The ALLELE Procedure

Frequency Estimates

A marker locus M can have a series of alleles $M_ u$, $u=1,\ldots ,k$. A sample of $n$ individuals can therefore have several different genotypes at the locus, with $n_{uv}$ copies of type $M_ u/M_ v$. The number $n_ u$ of copies of allele $M_ u$ can be found directly by summation: $n_ u = 2n_{uu}+\sum _{v\neq u} n_{uv}$. The sample frequencies are written as $\tilde{p}_ u=n_ u/(2n)$ and $\tilde{P}_{uv}=n_{uv}/n$. The $\tilde{P}_{uv}$’s are unbiased maximum likelihood estimates (MLEs) of the population proportions $P_{uv}$.

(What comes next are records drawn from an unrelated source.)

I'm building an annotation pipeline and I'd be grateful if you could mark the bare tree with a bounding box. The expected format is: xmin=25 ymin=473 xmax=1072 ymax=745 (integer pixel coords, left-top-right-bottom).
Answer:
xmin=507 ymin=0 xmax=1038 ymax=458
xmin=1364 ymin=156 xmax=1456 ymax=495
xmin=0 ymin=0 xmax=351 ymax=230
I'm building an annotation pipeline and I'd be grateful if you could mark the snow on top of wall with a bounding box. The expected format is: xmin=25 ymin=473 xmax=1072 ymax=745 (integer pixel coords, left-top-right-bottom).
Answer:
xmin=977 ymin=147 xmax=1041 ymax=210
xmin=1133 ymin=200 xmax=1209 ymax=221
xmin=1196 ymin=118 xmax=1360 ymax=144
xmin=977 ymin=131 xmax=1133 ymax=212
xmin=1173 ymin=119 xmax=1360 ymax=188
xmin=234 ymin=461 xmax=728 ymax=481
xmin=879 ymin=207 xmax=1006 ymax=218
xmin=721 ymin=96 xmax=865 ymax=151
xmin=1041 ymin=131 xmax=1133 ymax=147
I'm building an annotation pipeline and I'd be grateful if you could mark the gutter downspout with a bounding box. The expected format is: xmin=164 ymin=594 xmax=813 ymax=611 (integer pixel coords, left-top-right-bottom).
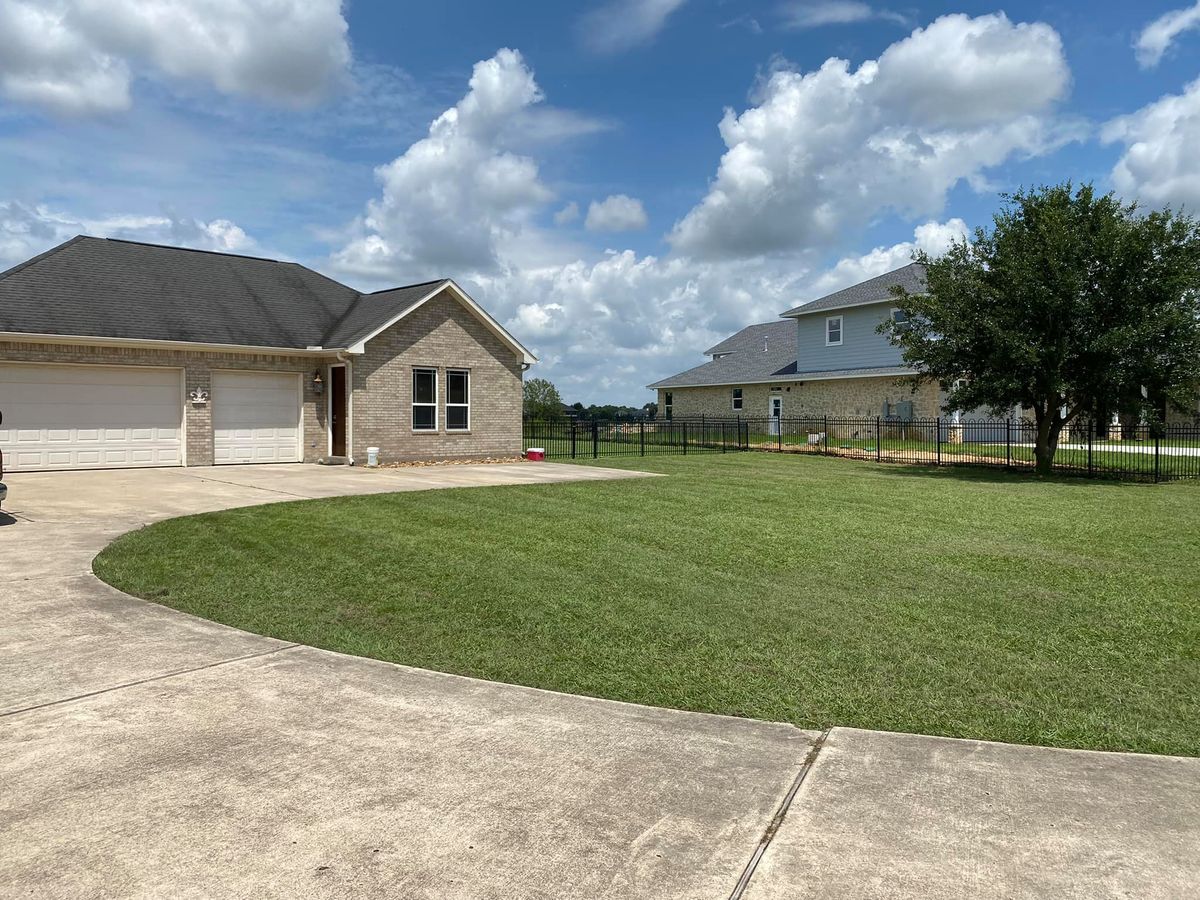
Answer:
xmin=334 ymin=350 xmax=354 ymax=466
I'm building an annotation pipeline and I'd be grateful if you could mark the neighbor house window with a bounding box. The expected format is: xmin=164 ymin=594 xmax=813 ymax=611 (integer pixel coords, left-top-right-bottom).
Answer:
xmin=413 ymin=368 xmax=438 ymax=431
xmin=826 ymin=316 xmax=841 ymax=347
xmin=446 ymin=368 xmax=470 ymax=431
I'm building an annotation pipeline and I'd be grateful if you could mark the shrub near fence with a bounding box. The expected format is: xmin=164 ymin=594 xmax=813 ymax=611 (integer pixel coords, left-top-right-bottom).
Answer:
xmin=524 ymin=416 xmax=1200 ymax=481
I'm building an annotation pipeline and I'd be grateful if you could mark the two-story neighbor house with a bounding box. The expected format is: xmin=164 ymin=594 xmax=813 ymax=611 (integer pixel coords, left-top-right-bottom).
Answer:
xmin=648 ymin=263 xmax=941 ymax=419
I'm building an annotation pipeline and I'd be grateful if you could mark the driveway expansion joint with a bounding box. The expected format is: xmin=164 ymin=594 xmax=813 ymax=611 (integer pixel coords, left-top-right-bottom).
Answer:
xmin=730 ymin=726 xmax=833 ymax=900
xmin=0 ymin=643 xmax=304 ymax=719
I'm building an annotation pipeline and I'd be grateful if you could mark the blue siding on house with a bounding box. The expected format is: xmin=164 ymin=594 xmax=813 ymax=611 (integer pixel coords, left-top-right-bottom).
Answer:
xmin=796 ymin=301 xmax=904 ymax=372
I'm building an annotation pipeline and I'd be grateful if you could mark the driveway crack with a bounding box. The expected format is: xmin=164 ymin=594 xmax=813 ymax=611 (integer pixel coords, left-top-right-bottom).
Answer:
xmin=0 ymin=643 xmax=301 ymax=719
xmin=730 ymin=728 xmax=833 ymax=900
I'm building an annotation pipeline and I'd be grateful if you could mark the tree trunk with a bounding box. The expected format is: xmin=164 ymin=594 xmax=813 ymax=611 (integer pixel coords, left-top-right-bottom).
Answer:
xmin=1033 ymin=409 xmax=1064 ymax=475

The variance of the sample allele frequency $\tilde{p}_ u$ is calculated as

\[  \mbox{Var}(\tilde{p}_ u) = \frac{1}{2n}(p_ u + P_{uu} - 2p_ u^2)  \]

and can be estimated by replacing $p_ u$ and $P_{uu}$ with their sample values $\tilde{p}_ u$ and $\tilde{P}_{uu}$. The variance of the sample genotype frequency $\tilde{P}_{uv}$ is not generally calculated; instead, an MLE of the HWD coefficient $d_{uv}$ for alleles $M_ u$ and $M_ v$ is calculated as

\[  \hat{d}_{uv} = \left\{  \begin{array}{rl} \tilde{P}_{uv}- \tilde{p}_ u \tilde{p}_ v, &  u=v \\ \tilde{p}_ u \tilde{p}_ v - \frac{1}{2} \tilde{P}_{uv}, &  u \neq v \end{array} \right.  \]

and the MLE’s variance is estimated using one of the following formulas, depending on whether the two alleles are the same or different:

$\displaystyle  \mbox{Var}(\hat{d}_{uu})  $
$\displaystyle  =  $
$\displaystyle  \frac{1}{n}\Big[ \tilde{p}_ u^2(1-\tilde{p}_ u)^2 + (1-2\tilde{p}_ u)^2 \hat{d}_{uu} - \hat{d}_{uu}^2 \Big] $
$\displaystyle \mbox{Var}(\hat{d}_{uv})  $
$\displaystyle  =  $
$\displaystyle  \frac{1}{2n}\Big\{  \tilde{p}_ u \tilde{p}_ v(1-\tilde{p}_ u)(1-\tilde{p}_ v) +\sum _{w\neq u,v} (\tilde{p}^2_ u \hat{d}_{vw} + \tilde{p}^2_ v \hat{d}_{uw}) $
$\displaystyle  $
$\displaystyle  $
$\displaystyle  -\left[(1-\tilde{p}_ u-\tilde{p}_ v)^2 - 2(\tilde{p}_ u-\tilde{p}_ v)^2\right]\hat{d}_{uv}+\tilde{p}^2_ u\tilde{p}^2_ v- 2\hat{d}^2_{uv} \Big\}   $

The standard error, the square root of the variance, is reported for the sample allele frequencies and the disequilibrium coefficient estimates. When the BOOTSTRAP= option of the PROC ALLELE statement is specified, bootstrap confidence intervals are formed by resampling individuals from the data set and are reported for these estimates, with the $100(1-\alpha )$% confidence level given by the ALPHA=$\alpha $ option (or $\alpha =0.05$ by default).